We haven't, although August rents aren't due until Saturday. So, you know, we'll have a more clear picture of that in the first couple of weeks of August. I do expect the government to get something done. However, it might be a little delayed, but I can't imagine that they won't get some sort of stimulus done. And as far as the hotspots, I will tell you that we've had, we only have one employee today out of 500 that is quarantining. So, even though our properties are, some of our properties in Florida and in Texas, which are two of the hotspots and, you know, you've heard about North Carolina, we are not seeing it within our staff. We are not seeing it within our residents. And, you know, so we're hopeful that that will continue. You know, we've known or we hear that in Florida, which is now the number one state for the infections, it's really mostly on the East Coast. We're on the West Coast.
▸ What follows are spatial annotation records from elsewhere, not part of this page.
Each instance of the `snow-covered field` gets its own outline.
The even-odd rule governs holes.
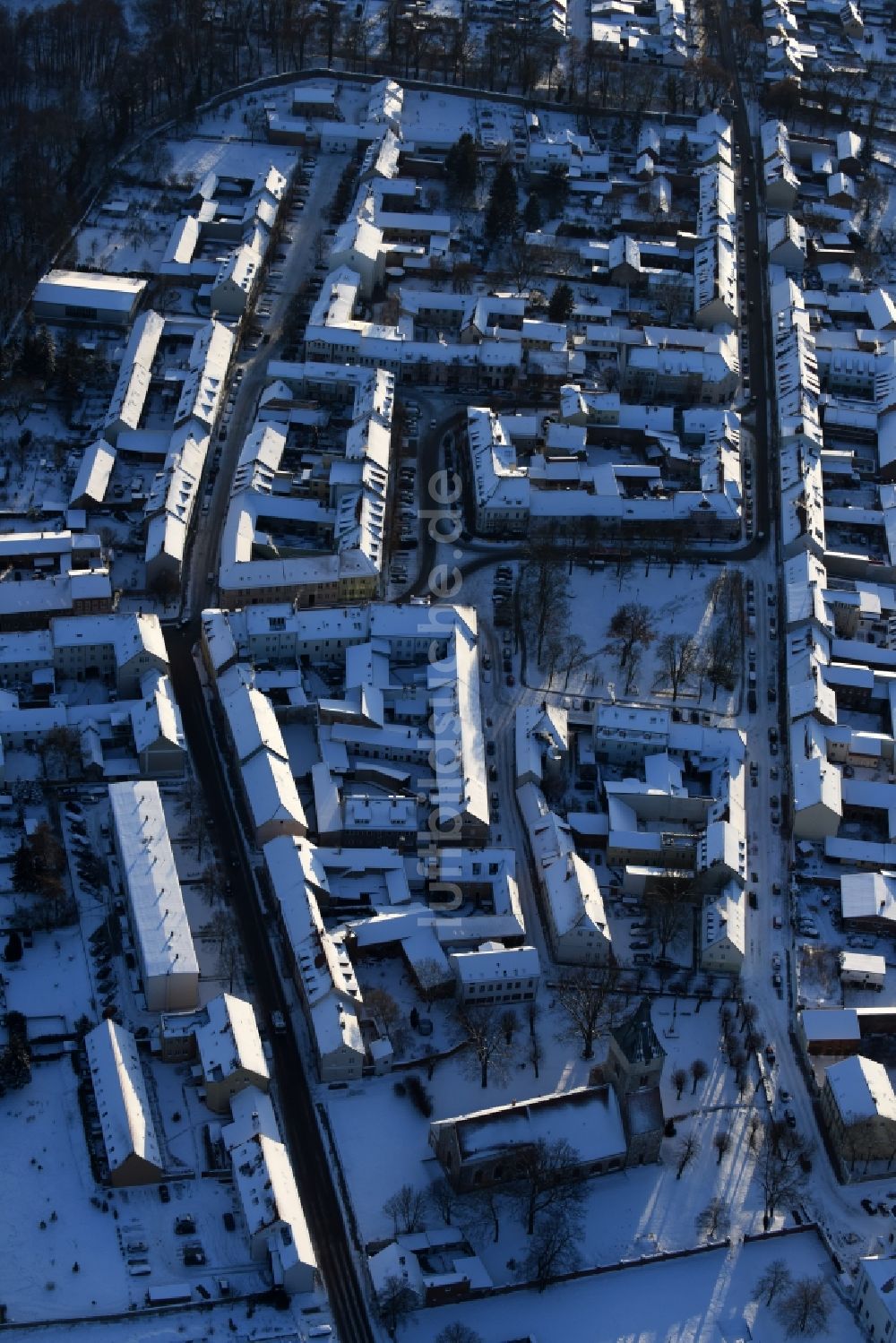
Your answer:
[[[500,556],[496,557],[496,564]],[[566,576],[571,614],[570,633],[580,635],[586,642],[584,665],[574,670],[566,684],[566,672],[556,672],[549,689],[556,693],[576,696],[596,696],[603,698],[615,694],[618,698],[635,701],[658,701],[672,704],[669,685],[658,657],[660,641],[665,634],[681,634],[705,638],[711,618],[708,614],[708,588],[719,579],[721,567],[711,564],[676,564],[672,575],[669,565],[653,563],[649,573],[645,561],[635,560],[627,572],[621,575],[622,584],[613,564],[592,573],[576,565]],[[459,600],[469,602],[486,618],[490,618],[490,595],[494,571],[480,569],[463,577]],[[626,669],[619,667],[613,653],[607,651],[607,626],[613,614],[625,603],[641,603],[650,612],[654,630],[653,642],[642,651],[638,673],[626,690]],[[525,682],[531,689],[544,689],[544,669],[536,665],[535,650],[529,650]],[[610,689],[613,688],[613,690]],[[700,690],[700,698],[697,698]],[[708,681],[700,686],[696,677],[685,681],[678,693],[682,708],[709,709],[713,721],[729,719],[736,712],[736,693],[720,689],[715,701]]]
[[[117,1223],[110,1210],[90,1202],[102,1191],[93,1180],[67,1060],[35,1066],[23,1091],[3,1097],[0,1133],[7,1171],[0,1300],[9,1320],[87,1315],[101,1304],[124,1308],[128,1279]]]
[[[203,128],[204,129],[204,128]],[[270,164],[286,172],[296,161],[296,149],[249,140],[169,140],[171,172],[189,183],[200,181],[206,173],[219,177],[255,176]]]
[[[514,1292],[492,1300],[420,1311],[403,1331],[404,1343],[433,1343],[453,1320],[474,1328],[482,1343],[537,1338],[539,1343],[720,1343],[762,1339],[783,1343],[774,1308],[759,1304],[754,1287],[767,1264],[786,1258],[794,1277],[825,1275],[830,1261],[814,1232],[783,1241],[736,1244],[668,1264],[652,1264],[564,1283],[539,1295]],[[857,1343],[862,1336],[846,1305],[829,1292],[823,1338]],[[587,1322],[587,1323],[586,1323]]]
[[[399,994],[395,997],[399,998]],[[434,1103],[433,1117],[443,1119],[584,1085],[592,1064],[580,1058],[580,1046],[563,1038],[566,1017],[559,1007],[552,1010],[548,1003],[545,995],[537,1019],[543,1048],[537,1081],[527,1062],[529,1033],[523,1022],[514,1037],[514,1057],[506,1076],[490,1078],[486,1091],[462,1057],[453,1057],[435,1068],[433,1080],[426,1082]],[[438,1017],[439,1009],[441,1005],[434,1005],[434,1017]],[[672,1001],[661,999],[654,1006],[654,1025],[668,1052],[664,1109],[676,1119],[678,1132],[664,1142],[661,1164],[599,1176],[586,1185],[580,1249],[587,1265],[614,1264],[631,1256],[692,1246],[699,1238],[696,1217],[713,1194],[724,1199],[732,1228],[740,1234],[755,1232],[762,1225],[760,1194],[752,1180],[755,1158],[747,1142],[752,1097],[739,1100],[732,1072],[720,1058],[717,1006],[704,1006],[695,1013],[693,1002],[682,1001],[673,1026]],[[431,1038],[439,1039],[438,1026]],[[598,1042],[594,1061],[600,1061],[604,1049]],[[695,1058],[707,1061],[708,1076],[697,1084],[696,1095],[692,1095],[688,1081],[678,1100],[672,1074],[680,1066],[689,1069]],[[348,1092],[322,1092],[364,1240],[391,1233],[391,1219],[383,1205],[402,1183],[426,1190],[439,1174],[427,1143],[429,1121],[418,1115],[407,1096],[395,1093],[399,1077],[372,1078],[363,1088]],[[729,1132],[732,1142],[717,1166],[713,1138],[721,1129]],[[700,1155],[677,1180],[677,1143],[690,1131],[700,1140]],[[371,1132],[376,1133],[375,1162],[369,1159]],[[493,1280],[512,1281],[508,1260],[520,1258],[525,1236],[510,1201],[504,1201],[497,1245],[490,1230],[474,1229],[470,1234]]]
And in Texas, you know, it's been a lot in Houston, and, you know, we're not in Houston. We're in Dallas. So even though things are reported at, you know, as the state as a whole, you know, we're confident that we're not in the specific area where most of the hot spot is happening.
Okay, great. And then the last one for me, I think something that Nick or Austin mentioned, you do have that remaining forward, you know, in your pocket, I guess you could say. I think the value-add market has been impacted more than the, you know, maybe stabilized or core A market. You know, are you seeing that kind of play out or maybe a source of opportunity in terms of lower buyer pool or pricing? And, you know, maybe if you could, you know, comment at all on, you know, would that be a trade you're willing to make, you know, issuing that later in the year and potentially getting some value add communities.
Well, I do agree with you. We think there will be some opportunity with, you know, everything in the past three years has been marketed as a value add, even if it's, you know, a two-year-old product. So I do think there'll be some opportunity there where people haven't been effective on their value add or, you know, haven't achieved the rent that they thought they were going to. It hasn't presented itself yet, but I do think over the course of the second half of the year, we'll see some of those opportunities. Thank you.